Steve Tomlinson - Steve, a professor at Acton MBA, told us to not discard our passions. The only thing we should discard is the traditional notion of a career. We don’t need one, we just need a calling, which is where a passion meets a need. Lead with what you love and don’t blink.
Richard Garriott - He’s been to space. He is one of only 7 private citizens who can say that, and the other 6 are Russian oligarchs. His father was also an astronaut, making him the only second generation space traveler in history. He was probably the biggest “rock star” at the event and is a true visionary. His speech can be summed up with one phrase - it’s not rocket science anymore. Start planning your vacation…to space.
The Best of the Rest:
Rip Esselstyn preached a plant-based diet and informed us that only 12% of the average American’s diet is plant-based, and half that is french fries!
Chris Shipley told us to forget about the Fortune 100 and think about the Fortune 500,000. The next great innovations will come from that group.

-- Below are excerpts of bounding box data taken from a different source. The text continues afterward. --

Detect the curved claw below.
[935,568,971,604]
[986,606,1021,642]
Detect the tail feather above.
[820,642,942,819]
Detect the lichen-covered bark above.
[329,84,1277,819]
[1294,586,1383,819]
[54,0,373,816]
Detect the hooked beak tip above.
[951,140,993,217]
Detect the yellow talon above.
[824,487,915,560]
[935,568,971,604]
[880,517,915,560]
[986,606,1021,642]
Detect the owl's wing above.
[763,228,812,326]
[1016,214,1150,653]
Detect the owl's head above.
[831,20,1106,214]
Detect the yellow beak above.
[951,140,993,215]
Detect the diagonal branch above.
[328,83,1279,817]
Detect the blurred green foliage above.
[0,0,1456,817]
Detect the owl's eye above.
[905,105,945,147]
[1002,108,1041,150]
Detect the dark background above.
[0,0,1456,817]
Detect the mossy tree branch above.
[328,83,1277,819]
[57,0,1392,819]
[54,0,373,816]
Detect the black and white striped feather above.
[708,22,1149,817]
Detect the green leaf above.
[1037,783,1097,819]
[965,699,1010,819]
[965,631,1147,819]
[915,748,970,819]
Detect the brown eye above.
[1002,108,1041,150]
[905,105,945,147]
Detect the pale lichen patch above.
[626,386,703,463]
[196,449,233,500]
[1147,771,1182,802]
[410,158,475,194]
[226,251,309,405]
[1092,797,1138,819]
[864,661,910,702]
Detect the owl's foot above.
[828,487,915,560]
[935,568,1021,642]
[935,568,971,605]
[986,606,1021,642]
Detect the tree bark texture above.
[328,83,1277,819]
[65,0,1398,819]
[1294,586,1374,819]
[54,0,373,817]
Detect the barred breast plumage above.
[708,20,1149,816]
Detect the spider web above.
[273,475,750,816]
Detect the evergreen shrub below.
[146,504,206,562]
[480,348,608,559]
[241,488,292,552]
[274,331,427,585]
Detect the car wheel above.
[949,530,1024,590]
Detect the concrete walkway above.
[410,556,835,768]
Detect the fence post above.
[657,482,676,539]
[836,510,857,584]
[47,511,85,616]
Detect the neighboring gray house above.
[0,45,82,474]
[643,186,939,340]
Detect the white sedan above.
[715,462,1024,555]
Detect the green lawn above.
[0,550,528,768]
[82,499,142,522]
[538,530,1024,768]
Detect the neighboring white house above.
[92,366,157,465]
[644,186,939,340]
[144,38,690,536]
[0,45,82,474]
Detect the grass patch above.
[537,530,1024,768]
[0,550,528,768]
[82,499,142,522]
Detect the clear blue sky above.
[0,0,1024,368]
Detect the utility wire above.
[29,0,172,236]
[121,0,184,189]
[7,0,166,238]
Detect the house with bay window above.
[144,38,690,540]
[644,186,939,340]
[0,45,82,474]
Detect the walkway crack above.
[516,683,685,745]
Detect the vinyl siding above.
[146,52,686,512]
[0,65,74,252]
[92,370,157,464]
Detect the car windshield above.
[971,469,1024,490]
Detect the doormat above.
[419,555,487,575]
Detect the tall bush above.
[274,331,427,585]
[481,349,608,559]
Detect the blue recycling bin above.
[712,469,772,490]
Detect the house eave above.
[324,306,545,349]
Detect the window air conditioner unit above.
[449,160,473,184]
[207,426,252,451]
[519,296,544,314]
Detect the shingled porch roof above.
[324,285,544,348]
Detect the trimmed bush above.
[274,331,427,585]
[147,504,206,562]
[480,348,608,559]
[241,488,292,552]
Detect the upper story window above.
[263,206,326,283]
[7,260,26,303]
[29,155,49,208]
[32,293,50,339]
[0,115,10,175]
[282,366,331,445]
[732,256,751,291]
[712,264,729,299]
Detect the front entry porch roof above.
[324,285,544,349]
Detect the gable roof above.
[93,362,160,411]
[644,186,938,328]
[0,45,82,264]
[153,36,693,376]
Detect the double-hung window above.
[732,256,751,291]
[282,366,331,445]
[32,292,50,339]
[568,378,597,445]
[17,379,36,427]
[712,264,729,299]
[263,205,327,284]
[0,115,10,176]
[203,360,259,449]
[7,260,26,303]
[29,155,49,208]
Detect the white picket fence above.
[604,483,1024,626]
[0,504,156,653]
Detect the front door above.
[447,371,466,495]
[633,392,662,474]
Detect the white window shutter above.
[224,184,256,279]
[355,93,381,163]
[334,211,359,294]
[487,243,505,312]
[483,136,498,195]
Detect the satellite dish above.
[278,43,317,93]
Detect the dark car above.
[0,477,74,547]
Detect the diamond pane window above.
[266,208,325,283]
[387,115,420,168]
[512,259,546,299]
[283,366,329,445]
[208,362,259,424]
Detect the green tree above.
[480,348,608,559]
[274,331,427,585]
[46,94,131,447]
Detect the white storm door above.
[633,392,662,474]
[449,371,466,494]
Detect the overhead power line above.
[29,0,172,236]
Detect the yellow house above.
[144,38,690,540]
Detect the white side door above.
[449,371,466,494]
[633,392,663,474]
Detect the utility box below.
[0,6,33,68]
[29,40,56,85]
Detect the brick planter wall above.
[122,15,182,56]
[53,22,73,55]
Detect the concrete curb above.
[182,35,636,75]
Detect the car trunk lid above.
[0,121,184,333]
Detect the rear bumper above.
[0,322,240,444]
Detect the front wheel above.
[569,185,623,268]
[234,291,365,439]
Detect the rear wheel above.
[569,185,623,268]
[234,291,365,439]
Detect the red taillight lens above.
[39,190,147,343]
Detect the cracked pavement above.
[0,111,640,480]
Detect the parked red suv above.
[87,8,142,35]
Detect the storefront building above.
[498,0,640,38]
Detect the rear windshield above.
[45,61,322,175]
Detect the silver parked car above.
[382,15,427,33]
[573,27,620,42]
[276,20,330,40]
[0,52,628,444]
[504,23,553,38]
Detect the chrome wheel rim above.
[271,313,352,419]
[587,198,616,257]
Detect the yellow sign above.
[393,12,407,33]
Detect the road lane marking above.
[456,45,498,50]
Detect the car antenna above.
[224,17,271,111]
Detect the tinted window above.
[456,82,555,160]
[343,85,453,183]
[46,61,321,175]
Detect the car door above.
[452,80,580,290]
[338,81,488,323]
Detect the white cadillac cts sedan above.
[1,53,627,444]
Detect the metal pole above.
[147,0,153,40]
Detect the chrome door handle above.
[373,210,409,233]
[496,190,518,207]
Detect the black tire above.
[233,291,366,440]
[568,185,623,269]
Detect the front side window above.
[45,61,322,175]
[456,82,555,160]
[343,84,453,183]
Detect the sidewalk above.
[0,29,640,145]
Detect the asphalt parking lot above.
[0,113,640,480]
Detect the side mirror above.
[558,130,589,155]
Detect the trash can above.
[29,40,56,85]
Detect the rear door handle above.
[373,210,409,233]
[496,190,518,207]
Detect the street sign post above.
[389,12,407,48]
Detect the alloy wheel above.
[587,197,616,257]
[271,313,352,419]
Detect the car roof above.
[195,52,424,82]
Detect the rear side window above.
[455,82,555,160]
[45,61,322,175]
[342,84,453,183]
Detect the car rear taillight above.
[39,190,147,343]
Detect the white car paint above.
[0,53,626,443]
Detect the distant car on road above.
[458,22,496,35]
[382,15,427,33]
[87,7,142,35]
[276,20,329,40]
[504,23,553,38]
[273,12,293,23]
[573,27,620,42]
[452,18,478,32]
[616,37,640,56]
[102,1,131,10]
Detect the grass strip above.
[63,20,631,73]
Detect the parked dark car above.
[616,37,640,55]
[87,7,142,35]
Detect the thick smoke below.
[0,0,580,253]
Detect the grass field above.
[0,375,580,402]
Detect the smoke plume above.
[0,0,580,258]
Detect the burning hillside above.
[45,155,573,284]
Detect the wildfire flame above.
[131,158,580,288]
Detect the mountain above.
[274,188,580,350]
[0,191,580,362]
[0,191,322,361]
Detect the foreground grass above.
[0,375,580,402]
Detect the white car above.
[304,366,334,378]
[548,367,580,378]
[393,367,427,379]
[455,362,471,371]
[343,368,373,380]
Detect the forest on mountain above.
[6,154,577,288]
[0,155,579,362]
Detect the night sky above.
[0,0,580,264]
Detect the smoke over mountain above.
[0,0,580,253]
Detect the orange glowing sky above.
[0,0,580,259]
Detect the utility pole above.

Janet Maykus, a theologist, asked us to play big by listening to the people in our lives. She said the average number of friends has decreased from 3 to 2. facebook friends are presumably not factored in to that research…
Mark Rolston asked us if we’d trade an eye for a computerized one, like the Terminator. He said social norms are changing and that we will eventually interact seamlessly with technology, a la Minority Report.
John Pointer - Hopefully they will post a video of his performance at TEDx, because it was amazing.